Os Embargos de Declaração constituem recurso que visa sanar eventual omissão, contradição, obscuridade ou erro material, propiciando o aprimoramento da prestação jurisdicional, ao possibilitar à parte que possa cientificar e requerer à autoridade judiciária sejam sanados eventuais vícios.

Segundo a norma do art. 1.022 do NCPC, os embargos de declaração constituem recurso de fundamentação vinculada, restrito a situações em que é manifesta a incidência do julgado em obscuridade, contradição ou

omissão, admitindo-se também a utilização para a correção de inexatidões materiais e, ainda, com um

pouco mais de liberalidade, para reconsideração ou reforma de decisões manifestamente equivocadas.

In casu, a pretensão da embargante configura tentativa de reapreciação da causa, o que não é permitido na via dos aclaratórios. Não se revelam cabíveis os embargos de declaração quando a parte recorrente, a

pretexto de esclarecer uma inexistente situação de obscuridade, omissão ou contradição, vem a utilizá-los

com o objetivo de infringir o julgado e de, assim, viabilizar o reexame da questão controvertida.
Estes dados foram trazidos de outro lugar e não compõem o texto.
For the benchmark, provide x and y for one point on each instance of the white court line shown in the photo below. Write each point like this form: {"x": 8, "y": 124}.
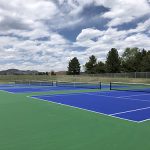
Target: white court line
{"x": 83, "y": 109}
{"x": 130, "y": 111}
{"x": 134, "y": 95}
{"x": 87, "y": 93}
{"x": 112, "y": 115}
{"x": 120, "y": 97}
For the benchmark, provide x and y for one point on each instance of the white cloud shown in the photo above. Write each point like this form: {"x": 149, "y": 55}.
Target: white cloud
{"x": 25, "y": 23}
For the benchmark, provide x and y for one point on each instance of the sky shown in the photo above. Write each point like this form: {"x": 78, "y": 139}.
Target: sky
{"x": 44, "y": 35}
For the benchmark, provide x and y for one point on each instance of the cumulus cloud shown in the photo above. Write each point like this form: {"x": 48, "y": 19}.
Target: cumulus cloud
{"x": 30, "y": 38}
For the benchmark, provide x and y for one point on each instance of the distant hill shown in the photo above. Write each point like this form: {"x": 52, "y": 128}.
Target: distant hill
{"x": 18, "y": 72}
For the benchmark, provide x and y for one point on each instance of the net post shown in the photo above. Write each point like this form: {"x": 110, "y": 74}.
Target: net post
{"x": 110, "y": 85}
{"x": 100, "y": 85}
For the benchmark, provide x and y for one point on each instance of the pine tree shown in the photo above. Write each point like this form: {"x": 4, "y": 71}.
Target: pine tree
{"x": 113, "y": 63}
{"x": 74, "y": 67}
{"x": 90, "y": 66}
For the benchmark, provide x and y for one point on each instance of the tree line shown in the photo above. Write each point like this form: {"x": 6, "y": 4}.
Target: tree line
{"x": 132, "y": 60}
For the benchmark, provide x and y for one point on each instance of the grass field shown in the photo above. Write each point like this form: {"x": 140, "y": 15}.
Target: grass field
{"x": 29, "y": 124}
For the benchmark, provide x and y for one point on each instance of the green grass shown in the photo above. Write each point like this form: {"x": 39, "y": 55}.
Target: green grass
{"x": 30, "y": 124}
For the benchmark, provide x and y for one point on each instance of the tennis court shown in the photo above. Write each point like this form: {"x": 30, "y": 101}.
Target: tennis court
{"x": 124, "y": 105}
{"x": 72, "y": 116}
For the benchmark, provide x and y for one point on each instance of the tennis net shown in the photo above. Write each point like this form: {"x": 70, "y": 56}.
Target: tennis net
{"x": 89, "y": 85}
{"x": 34, "y": 83}
{"x": 136, "y": 87}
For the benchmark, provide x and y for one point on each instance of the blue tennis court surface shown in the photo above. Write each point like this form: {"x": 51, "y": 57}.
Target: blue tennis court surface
{"x": 30, "y": 89}
{"x": 133, "y": 106}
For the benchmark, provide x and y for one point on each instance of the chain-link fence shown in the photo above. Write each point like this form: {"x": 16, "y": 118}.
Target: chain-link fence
{"x": 145, "y": 75}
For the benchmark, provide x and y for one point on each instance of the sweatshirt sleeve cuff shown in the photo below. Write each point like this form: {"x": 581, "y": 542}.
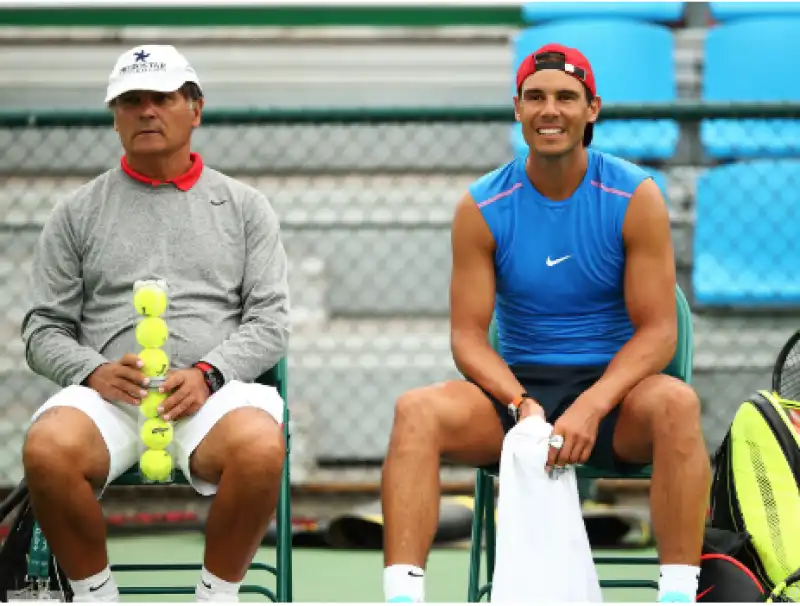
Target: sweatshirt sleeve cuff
{"x": 92, "y": 363}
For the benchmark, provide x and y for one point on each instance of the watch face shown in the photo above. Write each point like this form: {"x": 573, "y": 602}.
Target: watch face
{"x": 214, "y": 379}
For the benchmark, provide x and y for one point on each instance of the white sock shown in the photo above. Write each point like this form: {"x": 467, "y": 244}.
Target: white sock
{"x": 100, "y": 587}
{"x": 679, "y": 578}
{"x": 211, "y": 588}
{"x": 404, "y": 583}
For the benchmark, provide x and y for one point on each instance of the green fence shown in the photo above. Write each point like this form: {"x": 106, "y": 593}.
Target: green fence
{"x": 365, "y": 198}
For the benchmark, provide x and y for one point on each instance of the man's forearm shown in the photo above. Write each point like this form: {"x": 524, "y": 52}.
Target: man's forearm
{"x": 647, "y": 353}
{"x": 252, "y": 350}
{"x": 477, "y": 360}
{"x": 56, "y": 355}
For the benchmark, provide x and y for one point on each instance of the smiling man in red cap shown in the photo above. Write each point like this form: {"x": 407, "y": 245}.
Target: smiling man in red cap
{"x": 570, "y": 249}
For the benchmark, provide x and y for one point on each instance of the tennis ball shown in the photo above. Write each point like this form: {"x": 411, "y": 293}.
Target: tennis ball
{"x": 151, "y": 402}
{"x": 151, "y": 332}
{"x": 156, "y": 434}
{"x": 156, "y": 362}
{"x": 150, "y": 300}
{"x": 156, "y": 465}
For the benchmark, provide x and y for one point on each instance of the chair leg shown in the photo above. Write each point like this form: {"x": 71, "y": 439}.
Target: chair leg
{"x": 476, "y": 545}
{"x": 284, "y": 515}
{"x": 491, "y": 531}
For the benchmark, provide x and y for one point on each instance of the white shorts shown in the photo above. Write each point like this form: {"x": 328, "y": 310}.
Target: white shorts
{"x": 119, "y": 423}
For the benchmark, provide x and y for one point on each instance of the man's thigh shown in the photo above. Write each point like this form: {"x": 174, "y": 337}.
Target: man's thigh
{"x": 117, "y": 425}
{"x": 191, "y": 431}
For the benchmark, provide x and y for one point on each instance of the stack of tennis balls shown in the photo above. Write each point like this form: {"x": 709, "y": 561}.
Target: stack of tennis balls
{"x": 150, "y": 301}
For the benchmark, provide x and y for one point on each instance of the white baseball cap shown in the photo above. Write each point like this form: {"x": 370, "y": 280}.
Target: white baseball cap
{"x": 152, "y": 67}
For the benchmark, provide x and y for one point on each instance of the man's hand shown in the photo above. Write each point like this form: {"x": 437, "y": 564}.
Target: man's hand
{"x": 120, "y": 381}
{"x": 578, "y": 426}
{"x": 187, "y": 391}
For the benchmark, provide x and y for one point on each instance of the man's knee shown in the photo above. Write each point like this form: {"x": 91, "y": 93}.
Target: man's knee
{"x": 64, "y": 441}
{"x": 416, "y": 414}
{"x": 247, "y": 443}
{"x": 674, "y": 406}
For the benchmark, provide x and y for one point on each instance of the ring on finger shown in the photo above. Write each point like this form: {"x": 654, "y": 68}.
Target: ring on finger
{"x": 556, "y": 442}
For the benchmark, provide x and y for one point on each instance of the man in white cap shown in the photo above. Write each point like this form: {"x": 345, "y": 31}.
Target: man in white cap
{"x": 160, "y": 214}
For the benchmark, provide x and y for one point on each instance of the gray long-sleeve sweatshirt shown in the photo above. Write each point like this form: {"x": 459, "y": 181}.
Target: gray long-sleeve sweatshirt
{"x": 214, "y": 240}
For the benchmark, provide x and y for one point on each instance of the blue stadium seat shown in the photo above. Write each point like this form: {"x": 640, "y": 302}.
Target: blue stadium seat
{"x": 728, "y": 11}
{"x": 633, "y": 63}
{"x": 737, "y": 71}
{"x": 745, "y": 239}
{"x": 664, "y": 12}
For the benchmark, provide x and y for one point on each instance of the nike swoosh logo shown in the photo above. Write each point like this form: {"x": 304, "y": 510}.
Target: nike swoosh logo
{"x": 100, "y": 585}
{"x": 550, "y": 262}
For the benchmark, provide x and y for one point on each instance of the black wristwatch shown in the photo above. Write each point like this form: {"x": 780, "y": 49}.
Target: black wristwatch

Portanto, só é admissível essa espécie recursal quando destinada a atacar, especificamente, um desses

vícios do ato decisório, e não para que se adeque a decisão ao entendimento do embargante, nem para o

acolhimento de pretensões que refletem mero inconformismo, e menos ainda para rediscussão de matéria já resolvida.

Desta feita, se a decisão prolatada conferiu solução jurídica diversa do entendimento da parte, há, em

verdade, inconformismo com o mérito da decisão, devendo a executada utilizar-se da via recursal adequada para manejar sua pretensão.

Desta feita, CONHEÇO DOS EMBARGOS DE DECLARAÇÃO, MAS NEGO-LHES PROVIMENTO.

Dê-se vista ao exequente.

Silente, mantenham-se arquivados os autos sem baixa na distribuição, na forma do art. 40, § 2º, da Lei nº 6.830/80.

Transcorrido o lapso temporal de prescrição do débito sem notícia de qualquer causa de suspensão/extinção da prescrição, venham os autos conclusos.